In summary, we provide evidence that there are important immunological consequences associated with mate-choice outcomes in the model species, Drosophila melanogaster. In our study system, offspring produced by females who mate with reproductively successful males display greater immunocompetence, but this pattern is confined to sons, and is offset by immunological disadvantages experienced in their daughters.
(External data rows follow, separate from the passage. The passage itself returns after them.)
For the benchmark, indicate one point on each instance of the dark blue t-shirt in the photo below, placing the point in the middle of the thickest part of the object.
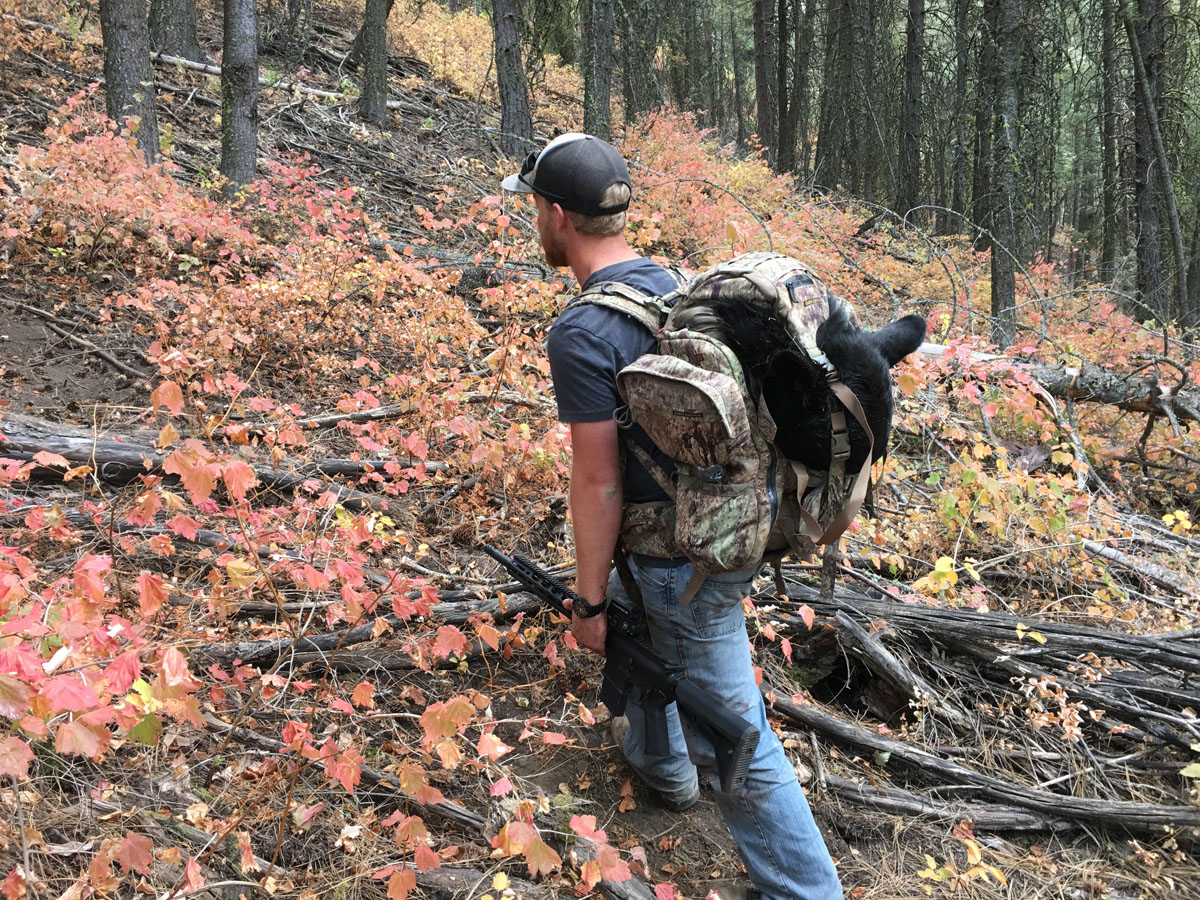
(588, 345)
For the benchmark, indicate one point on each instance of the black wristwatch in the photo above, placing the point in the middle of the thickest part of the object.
(585, 610)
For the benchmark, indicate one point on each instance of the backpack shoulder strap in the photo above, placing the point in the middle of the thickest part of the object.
(646, 309)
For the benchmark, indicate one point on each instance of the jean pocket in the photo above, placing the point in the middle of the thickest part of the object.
(717, 607)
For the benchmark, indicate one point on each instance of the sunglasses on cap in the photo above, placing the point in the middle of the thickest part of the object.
(527, 168)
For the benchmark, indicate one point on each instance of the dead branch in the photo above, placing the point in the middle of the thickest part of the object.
(985, 816)
(57, 325)
(885, 664)
(23, 436)
(1139, 817)
(1151, 571)
(1096, 384)
(448, 810)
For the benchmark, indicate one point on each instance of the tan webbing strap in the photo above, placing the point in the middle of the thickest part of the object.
(694, 585)
(862, 480)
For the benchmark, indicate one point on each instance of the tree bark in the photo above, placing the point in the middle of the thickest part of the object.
(239, 94)
(373, 102)
(1147, 34)
(1110, 228)
(598, 40)
(516, 119)
(763, 67)
(802, 102)
(959, 166)
(1149, 77)
(173, 29)
(354, 58)
(1003, 282)
(909, 163)
(129, 75)
(785, 137)
(984, 114)
(835, 126)
(739, 109)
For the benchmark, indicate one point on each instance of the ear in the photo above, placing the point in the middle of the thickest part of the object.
(899, 339)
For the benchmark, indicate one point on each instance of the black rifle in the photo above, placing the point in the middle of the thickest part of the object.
(634, 670)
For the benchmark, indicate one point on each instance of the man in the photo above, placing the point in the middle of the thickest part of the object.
(582, 190)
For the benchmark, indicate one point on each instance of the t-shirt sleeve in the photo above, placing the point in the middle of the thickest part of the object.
(583, 367)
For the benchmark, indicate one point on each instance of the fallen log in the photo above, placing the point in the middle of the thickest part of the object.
(1095, 384)
(24, 436)
(1138, 817)
(984, 816)
(885, 664)
(1177, 651)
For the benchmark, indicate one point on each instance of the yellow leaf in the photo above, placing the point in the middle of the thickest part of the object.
(975, 853)
(241, 573)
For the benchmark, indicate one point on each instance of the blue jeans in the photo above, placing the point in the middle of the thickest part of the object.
(768, 816)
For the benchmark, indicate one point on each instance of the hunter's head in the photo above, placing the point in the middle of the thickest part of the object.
(582, 189)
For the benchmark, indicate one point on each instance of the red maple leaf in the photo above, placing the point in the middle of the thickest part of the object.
(15, 757)
(69, 693)
(136, 853)
(151, 593)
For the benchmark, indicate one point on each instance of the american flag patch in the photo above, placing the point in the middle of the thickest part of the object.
(804, 289)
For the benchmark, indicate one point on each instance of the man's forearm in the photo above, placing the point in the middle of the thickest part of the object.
(595, 514)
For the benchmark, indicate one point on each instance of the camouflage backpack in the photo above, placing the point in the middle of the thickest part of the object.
(735, 499)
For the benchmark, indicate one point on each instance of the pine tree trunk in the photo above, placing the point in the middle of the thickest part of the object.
(598, 73)
(1147, 45)
(708, 64)
(1111, 237)
(173, 29)
(984, 114)
(239, 94)
(738, 93)
(763, 69)
(373, 102)
(516, 119)
(799, 111)
(909, 162)
(959, 167)
(129, 75)
(837, 118)
(1003, 285)
(354, 58)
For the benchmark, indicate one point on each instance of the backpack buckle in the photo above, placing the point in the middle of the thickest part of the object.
(713, 474)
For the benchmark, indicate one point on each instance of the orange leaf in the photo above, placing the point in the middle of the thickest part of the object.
(15, 757)
(364, 695)
(78, 739)
(541, 857)
(169, 395)
(401, 883)
(239, 478)
(136, 853)
(151, 593)
(43, 457)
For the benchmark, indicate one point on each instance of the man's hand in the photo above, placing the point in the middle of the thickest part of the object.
(591, 631)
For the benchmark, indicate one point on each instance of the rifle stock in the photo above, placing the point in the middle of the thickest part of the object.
(634, 669)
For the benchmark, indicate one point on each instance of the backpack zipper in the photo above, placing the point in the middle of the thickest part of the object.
(772, 492)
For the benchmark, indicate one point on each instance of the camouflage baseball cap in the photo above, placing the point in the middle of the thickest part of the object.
(573, 171)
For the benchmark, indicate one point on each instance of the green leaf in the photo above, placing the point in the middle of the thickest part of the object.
(147, 731)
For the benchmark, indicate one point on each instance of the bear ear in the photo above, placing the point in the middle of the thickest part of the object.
(900, 339)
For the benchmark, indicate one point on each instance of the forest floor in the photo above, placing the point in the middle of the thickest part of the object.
(1012, 714)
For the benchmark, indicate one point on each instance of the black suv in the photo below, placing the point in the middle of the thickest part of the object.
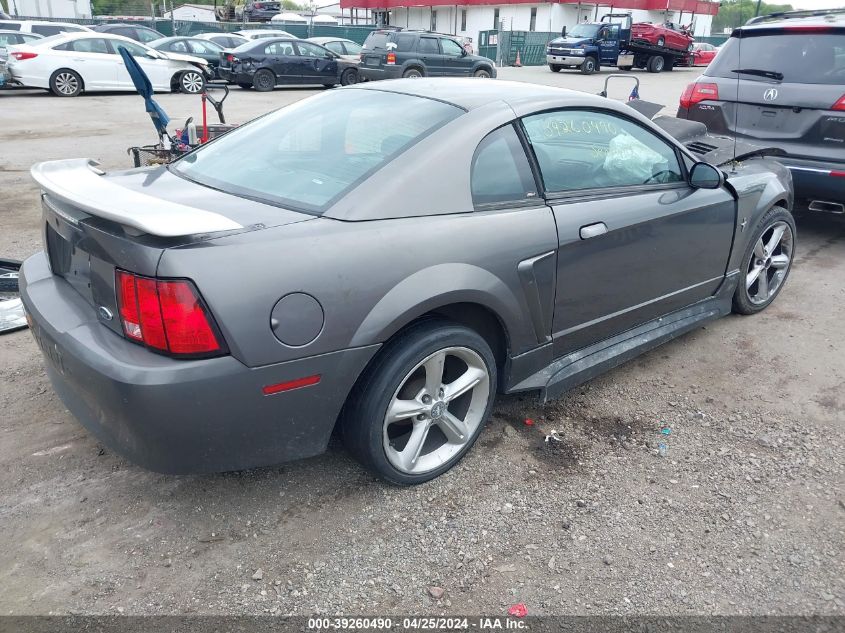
(390, 54)
(779, 80)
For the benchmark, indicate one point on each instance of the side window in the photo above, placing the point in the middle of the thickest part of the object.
(428, 45)
(89, 45)
(310, 50)
(47, 29)
(200, 47)
(500, 170)
(146, 36)
(134, 49)
(404, 42)
(451, 47)
(579, 149)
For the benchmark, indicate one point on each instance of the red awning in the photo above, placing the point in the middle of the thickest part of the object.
(687, 6)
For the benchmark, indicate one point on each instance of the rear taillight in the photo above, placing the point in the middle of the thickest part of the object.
(696, 92)
(166, 315)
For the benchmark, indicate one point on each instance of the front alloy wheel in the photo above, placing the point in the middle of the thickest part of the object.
(191, 82)
(66, 83)
(767, 262)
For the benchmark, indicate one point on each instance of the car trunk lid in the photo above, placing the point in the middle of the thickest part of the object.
(96, 223)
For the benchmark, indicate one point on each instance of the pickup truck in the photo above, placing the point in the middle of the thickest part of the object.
(589, 46)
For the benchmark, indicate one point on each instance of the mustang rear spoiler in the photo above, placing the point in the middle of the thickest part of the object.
(716, 150)
(80, 182)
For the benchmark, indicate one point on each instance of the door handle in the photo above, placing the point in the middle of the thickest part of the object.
(591, 230)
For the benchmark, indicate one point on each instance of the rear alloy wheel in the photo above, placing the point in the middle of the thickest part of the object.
(349, 77)
(767, 262)
(65, 83)
(589, 66)
(423, 403)
(263, 80)
(191, 82)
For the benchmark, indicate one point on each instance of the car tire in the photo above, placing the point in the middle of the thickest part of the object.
(191, 82)
(768, 256)
(589, 66)
(349, 77)
(263, 80)
(398, 374)
(65, 83)
(656, 64)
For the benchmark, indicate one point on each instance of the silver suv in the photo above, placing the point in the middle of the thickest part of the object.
(780, 80)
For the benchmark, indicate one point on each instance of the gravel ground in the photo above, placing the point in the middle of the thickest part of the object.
(740, 511)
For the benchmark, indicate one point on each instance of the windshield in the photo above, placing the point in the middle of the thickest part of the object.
(307, 155)
(817, 59)
(583, 30)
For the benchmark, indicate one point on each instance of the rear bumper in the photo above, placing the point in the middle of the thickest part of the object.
(234, 77)
(816, 179)
(385, 72)
(180, 416)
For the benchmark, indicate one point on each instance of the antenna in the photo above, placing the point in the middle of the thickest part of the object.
(736, 101)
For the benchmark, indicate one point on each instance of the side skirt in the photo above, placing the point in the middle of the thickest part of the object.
(578, 367)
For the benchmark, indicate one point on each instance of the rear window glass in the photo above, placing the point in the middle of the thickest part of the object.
(375, 40)
(307, 155)
(804, 58)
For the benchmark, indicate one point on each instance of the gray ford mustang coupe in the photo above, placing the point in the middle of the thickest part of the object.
(384, 259)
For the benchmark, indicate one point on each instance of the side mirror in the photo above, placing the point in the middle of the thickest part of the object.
(706, 176)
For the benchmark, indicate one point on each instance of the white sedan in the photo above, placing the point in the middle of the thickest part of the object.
(70, 63)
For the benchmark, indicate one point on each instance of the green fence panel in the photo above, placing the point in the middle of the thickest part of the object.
(530, 45)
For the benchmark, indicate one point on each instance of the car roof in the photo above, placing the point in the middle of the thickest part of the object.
(471, 93)
(787, 19)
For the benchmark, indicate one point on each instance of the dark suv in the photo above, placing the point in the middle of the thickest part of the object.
(390, 54)
(780, 80)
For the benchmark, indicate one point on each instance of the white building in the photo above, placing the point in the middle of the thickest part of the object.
(193, 13)
(50, 8)
(472, 17)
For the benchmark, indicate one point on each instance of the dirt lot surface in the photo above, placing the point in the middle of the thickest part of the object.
(741, 511)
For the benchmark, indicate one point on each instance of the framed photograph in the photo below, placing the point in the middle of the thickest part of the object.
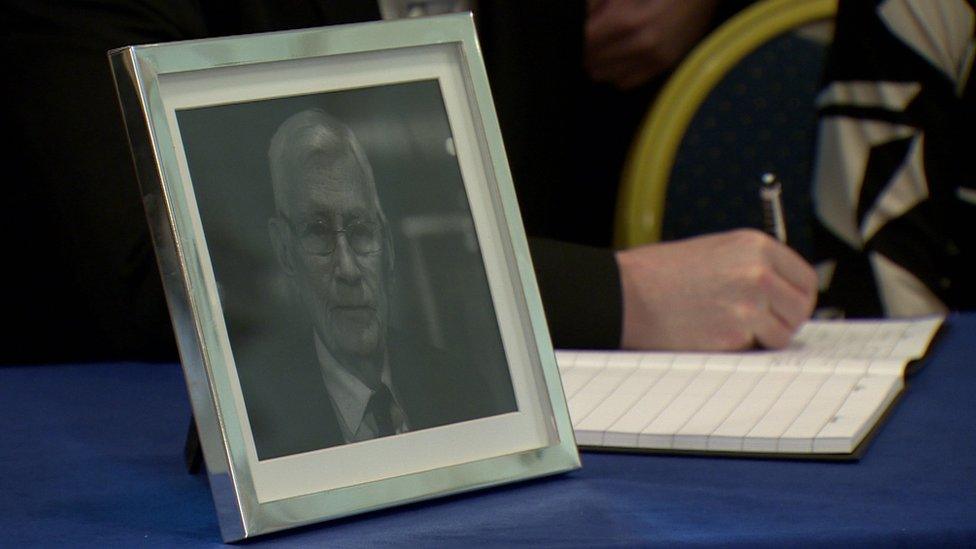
(346, 268)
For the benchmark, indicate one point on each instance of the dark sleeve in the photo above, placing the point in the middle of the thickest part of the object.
(580, 287)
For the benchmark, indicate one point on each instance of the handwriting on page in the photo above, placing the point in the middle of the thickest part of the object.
(820, 395)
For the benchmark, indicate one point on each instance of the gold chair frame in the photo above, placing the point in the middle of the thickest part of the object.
(640, 202)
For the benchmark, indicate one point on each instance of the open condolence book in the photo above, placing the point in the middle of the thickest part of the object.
(820, 397)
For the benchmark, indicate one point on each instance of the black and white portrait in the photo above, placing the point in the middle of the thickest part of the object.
(347, 265)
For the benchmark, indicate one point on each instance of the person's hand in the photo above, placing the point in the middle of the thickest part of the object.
(721, 292)
(630, 41)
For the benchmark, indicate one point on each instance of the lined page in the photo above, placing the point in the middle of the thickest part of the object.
(822, 394)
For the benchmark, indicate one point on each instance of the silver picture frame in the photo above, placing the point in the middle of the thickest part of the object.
(203, 118)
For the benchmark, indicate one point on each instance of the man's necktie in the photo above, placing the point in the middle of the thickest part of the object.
(380, 407)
This pattern may reflect the operation of sexually antagonistic alleles over optimal allocation to the immune system. Our post hoc experiments suggest that the differences in bacterial loads observed between “stud” and “dud”-sired offspring are not evident upon their eclosion as adults, but become more apparent over time, and that the differences in daughters may not be due to differences in their mating rates. Ultimately, the extent to which these differences contribute to variation in female lifetime reproductive success will determine the strength and direction of sexual selection, and shape our understanding of the evolution of life history traits in both sexes.